The Texan made history Sunday when he rode across the finish line wearing the Tour leader's yellow jersey on the Champs-Elys & eacute;es for a record sixth time.
Doubts remain about when he'll try for No. 7, but for some, the retirement party couldn't come soon enough.
"In the last few years, we've been working a bit for the future -- for the post-Armstrong -- because he's simply unbeatable," said Eusebio Unzue, sporting director for Spanish team Illes Balears-B. Santander.
Among possible Armstrong successors, the biggest buzz is about 26-year-old Italian Ivan Basso. He finished third after coming in 11th in 2002 and seventh a year ago.
Illes Balears features young Russian stars Vladimir Karpets and Denis Menchov -- respectively the best young Tour riders this year and last. Team leader Francisco Mancebo was sixth overall in 2004.
Just waiting
"Mancebo is just waiting for him (Armstrong) to leave -- as we all are," Unzue said.
Since Armstrong's reign began in 1999, rivals have pursued the scraps he left behind, collecting impressive -- albeit lesser -- laurels as the race's best climber, sprinter or young rider.
A cartoon Monday in sports daily L'Equipe showed a wanted poster with a half-dozen pictures of Armstrong and the caption: "It's been six years we've been chasing after him!"
Rivals can take heart. At 32, Armstrong is much closer to the end of his career than the beginning. On Sunday, he vowed to race again in his favorite competition but not necessarily next year. The next generation will inherit Armstrong's mark on the Tour's culture. He has helped remold the race into a professional, rigorous affair.
Riders now study course routes much more than before. Meticulous training regimens, top-dollar sponsorships, and technological advances like rider radios and earphones are now commonplace.
Even after three victories by fellow American Greg Lemond in 1986, 1989 and 1990, the Tour was still largely a parochial, while celebrated, European affair until Armstrong came along.
He dragged the three-week marathon into prime-time.
His remarkable comeback from testicular cancer to win cycling's showcase race created millions more fans worldwide.
Armstrong brought laser-like focus -- and largely ignored other major races such as the Italian Giro or Spanish Vuelta.
Armstrong's U.S. Postal Service team has set a new bar for performance, by concentrating all its firepower around helping its star win, said Bobby Julich, a CSC teammate of Basso.
More preparation
"U.S. Postal does the most preparation, and we are starting to prepare like that also," Julich said. "I think we have a future Tour winner with Ivan Basso -- so I'm sure we're going to be committing a lot more effort to doing the sort of things that Postal has done.

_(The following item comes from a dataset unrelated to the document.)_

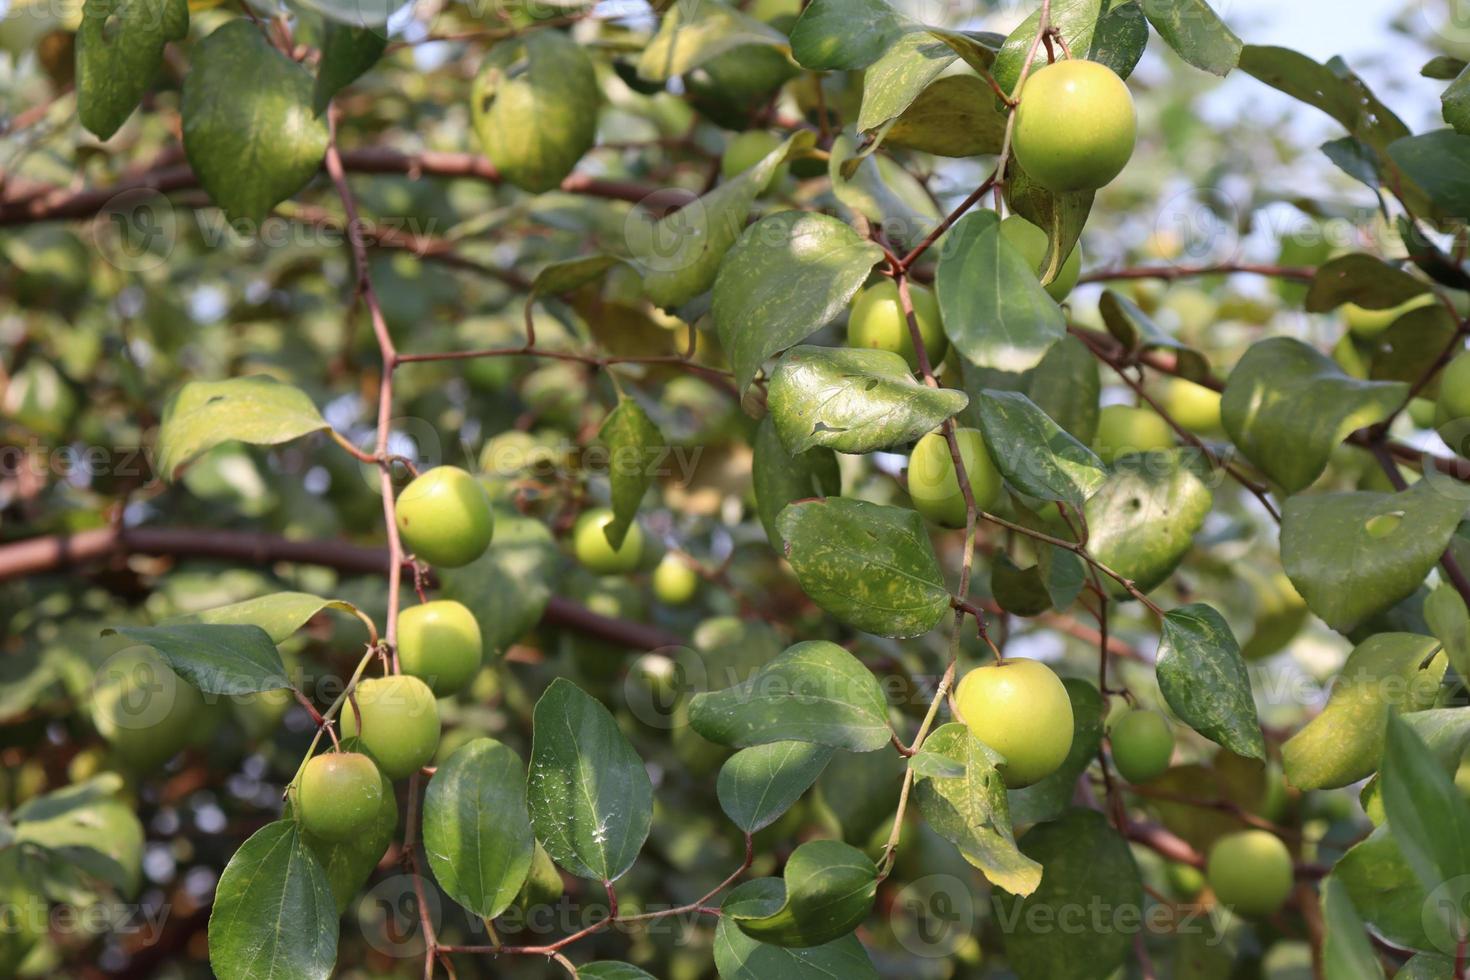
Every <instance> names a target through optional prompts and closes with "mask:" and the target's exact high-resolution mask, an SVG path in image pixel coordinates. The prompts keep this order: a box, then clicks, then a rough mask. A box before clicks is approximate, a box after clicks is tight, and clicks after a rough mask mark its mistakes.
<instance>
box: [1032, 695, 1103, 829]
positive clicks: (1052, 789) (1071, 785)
mask: <svg viewBox="0 0 1470 980" xmlns="http://www.w3.org/2000/svg"><path fill="white" fill-rule="evenodd" d="M1061 683H1063V686H1064V688H1066V689H1067V698H1069V699H1070V701H1072V748H1069V749H1067V758H1064V760H1063V761H1061V765H1058V767H1057V771H1055V773H1053V774H1051V776H1047V777H1045V779H1042V780H1039V782H1035V783H1032V785H1030V786H1026V788H1025V789H1013V790H1011V792H1010V814H1011V823H1013V824H1014V826H1023V824H1035V823H1042V821H1047V820H1055V818H1057V817H1060V815H1061V814H1063V813H1064V811H1066V810H1067V807H1069V805H1070V804H1072V798H1073V795H1075V793H1076V789H1078V779H1080V776H1082V773H1085V771H1086V770H1088V767H1089V765H1092V763H1095V761H1097V760H1098V746H1100V745H1103V717H1104V716H1105V714H1107V704H1105V702H1104V701H1103V695H1100V693H1098V689H1097V688H1094V686H1092V685H1089V683H1088V682H1086V680H1080V679H1078V677H1063V680H1061Z"/></svg>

"He's made it more clinical. He's a surgeon, man, and he goes to work," Julich said of Armstrong.
Critics complain he has brought an American mind-set to the race, making it more methodical and calculated -- and yanking the competition away from its European roots.
Before his day, "an American in cycling was comparable to a French baseball team in the World Series," Armstrong wrote in his book, "It's Not About the Bike."
"There was a big difference between the discreet jockeying of European cycling, and the swaggering, trash-talking American idea of competition I was reared with," he wrote.
U.S. fans are just as brash. A roadside banner on the mythical L'Alpe d'Huez featured a map of France in U.S. stars and stripes with the words: "American owned and operated since 1999."